I was planning on making a list of everything I’d done, but I stopped counting at 20 music videos, numerous mixes, loads of new tunes, and lots of creative trumpet recording. Drone filming fell into my lap and I’ve embraced that. I’ve spent loads more time learning new editing skills and techniques and I’ve done all the boring admin of tying ideas together with influences from old films making it easier to communicate ideas to bands. I’ve dipped my toe into the world of analogue photography along with everything that’s involved in that. I’ve edited a lot more come than ever before. I’ve tried to learn banjo and failed. I’ve tried to learn mandolin and failed. I started scoring some horn parts that went nowhere. I’ve looked at various online tutorials, bookmarked them and done nothing with them. With seemingly all the time in the world there’s still things that are outwith your grasp.
Bleakly we’re about to face a world economic slump and we don’t know what’s round the corner. The one positive is the we’ve never been in a better position to cocoon ourselves out from the pressures of the rest of the world. Me and Rachel both learned that we can work remotely and still make a living. Whatever gets thrown at us, we’ve been able to adapt and reform and still stay creative and get involved in cool stuff. It’s also strengthened our relationship. Through the ups and downs of stressful projects, we’ve still laughed and supported each other. It makes us far more likely to look further afield for future accommodation options rather than worry about how close we are to the centre of a city.
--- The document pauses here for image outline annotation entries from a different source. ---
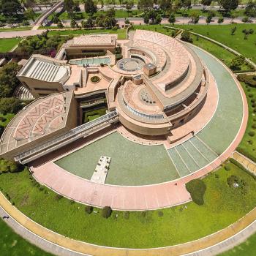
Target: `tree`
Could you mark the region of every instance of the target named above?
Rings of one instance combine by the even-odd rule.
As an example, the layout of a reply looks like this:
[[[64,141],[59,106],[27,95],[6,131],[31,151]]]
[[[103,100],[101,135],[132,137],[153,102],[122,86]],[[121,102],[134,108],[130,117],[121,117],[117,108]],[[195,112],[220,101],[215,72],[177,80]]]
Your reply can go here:
[[[230,18],[231,18],[231,21],[230,21],[230,23],[233,23],[233,20],[234,20],[234,19],[236,19],[236,18],[238,18],[238,15],[236,14],[236,13],[233,13],[233,14],[231,14],[231,15],[230,15]]]
[[[182,33],[181,37],[181,39],[182,41],[189,42],[193,42],[193,39],[190,37],[190,33],[187,31],[185,31]]]
[[[129,0],[127,1],[127,4],[125,5],[125,8],[127,9],[127,12],[129,12],[132,10],[133,5],[134,5],[133,0]]]
[[[139,0],[138,3],[138,8],[146,11],[153,7],[153,0]]]
[[[58,22],[57,26],[58,26],[59,29],[63,29],[64,28],[64,26],[63,26],[62,22],[61,20],[59,20]]]
[[[208,16],[206,17],[206,23],[207,23],[207,25],[208,25],[211,23],[211,19],[212,19],[211,15],[208,15]]]
[[[73,7],[74,12],[80,12],[81,10],[79,7],[79,0],[74,1],[74,7]]]
[[[76,27],[76,26],[77,26],[76,21],[75,21],[74,19],[72,19],[72,20],[71,20],[71,22],[70,22],[70,26],[71,26],[72,29],[74,29],[74,28]]]
[[[241,66],[244,64],[245,58],[242,56],[236,56],[231,61],[230,68],[233,70],[240,70]]]
[[[91,18],[89,18],[85,23],[86,28],[92,28],[94,26],[94,20]]]
[[[149,16],[148,14],[146,13],[144,16],[144,23],[145,24],[148,24],[149,23]]]
[[[35,15],[35,13],[32,8],[28,8],[24,12],[24,16],[28,20],[32,20],[33,21],[34,21],[34,15]]]
[[[106,12],[106,16],[109,18],[113,18],[116,16],[116,10],[114,8],[108,9],[108,10]]]
[[[167,10],[171,9],[172,7],[172,1],[170,0],[160,0],[159,1],[159,7],[165,12]]]
[[[103,218],[108,219],[110,217],[112,214],[112,209],[110,206],[105,206],[102,211],[102,215]]]
[[[224,18],[222,16],[220,16],[219,18],[218,18],[218,24],[221,24],[224,22]]]
[[[54,24],[57,24],[59,21],[59,17],[57,16],[57,15],[55,12],[53,12],[52,18],[51,18],[51,22]]]
[[[75,7],[75,3],[73,0],[64,0],[64,7],[66,12],[69,14],[69,16],[72,16],[73,8]]]
[[[192,18],[192,23],[194,24],[198,23],[200,17],[197,11],[191,12],[190,18]]]
[[[252,17],[256,17],[256,3],[250,3],[245,7],[245,15],[251,19]]]
[[[18,0],[1,0],[0,2],[1,11],[6,17],[13,17],[19,12],[23,12],[24,8]]]
[[[84,10],[86,13],[89,13],[91,15],[94,15],[94,13],[97,11],[97,5],[93,0],[85,0]]]
[[[15,62],[10,62],[4,66],[0,71],[0,97],[10,97],[15,88],[20,85],[16,75],[21,67]]]
[[[206,7],[211,5],[212,0],[201,0],[201,4],[203,5],[203,11],[204,12],[206,9]]]
[[[161,15],[159,14],[157,15],[155,20],[154,20],[154,23],[156,24],[160,24],[161,23],[161,21],[162,21],[162,17]]]
[[[238,6],[238,0],[222,0],[222,7],[226,12],[236,10]]]
[[[231,28],[231,36],[233,36],[236,31],[236,26],[234,26],[233,28]]]
[[[174,12],[172,12],[170,16],[169,16],[169,19],[168,21],[171,23],[171,24],[174,24],[175,22],[176,21],[176,19],[175,18],[175,14]]]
With a lack of budget and loads of time, some creatives will amaze you by still being able to scrape together money for music videos and recordings and the like, while others will amaze you that they don’t use their time. Everyone is on a different journey and they all play out differently. This may seem like hippie bullshit, but I don’t think I’ve ever experienced a time when I had better evidence of it happening live.
For my parents and many like them, they’ve had it even worse. Shielding without the wee islands of respite we had.
It’s hard to judge a global experience against your own, but I think social media died a little. In the early months and weeks, there was lots of birthday videos and people showing off the quirks of lockdown. I feel that this tailed off. You could be confident that no one was doing anything of note. This hit the big wannabe influencers particularly hard. There’s only so many times you can show off your bog roll collection. Genuine content became king again and many that had just been barking at the moon over the trend of the day started to show desperation and signs they were suffering. For the people creating content, those feeling guilty about not doing anything wanted even less to read about it so you heard less and less from some friends.
On a lighter note, I’ve had one beard cut. If you had told me that I would be given a year to grow my beard, I would have thought I could have had a viking pony tail in it by now. Instead, it just looks like I’ve let myself go a bit….. It remains a confusion.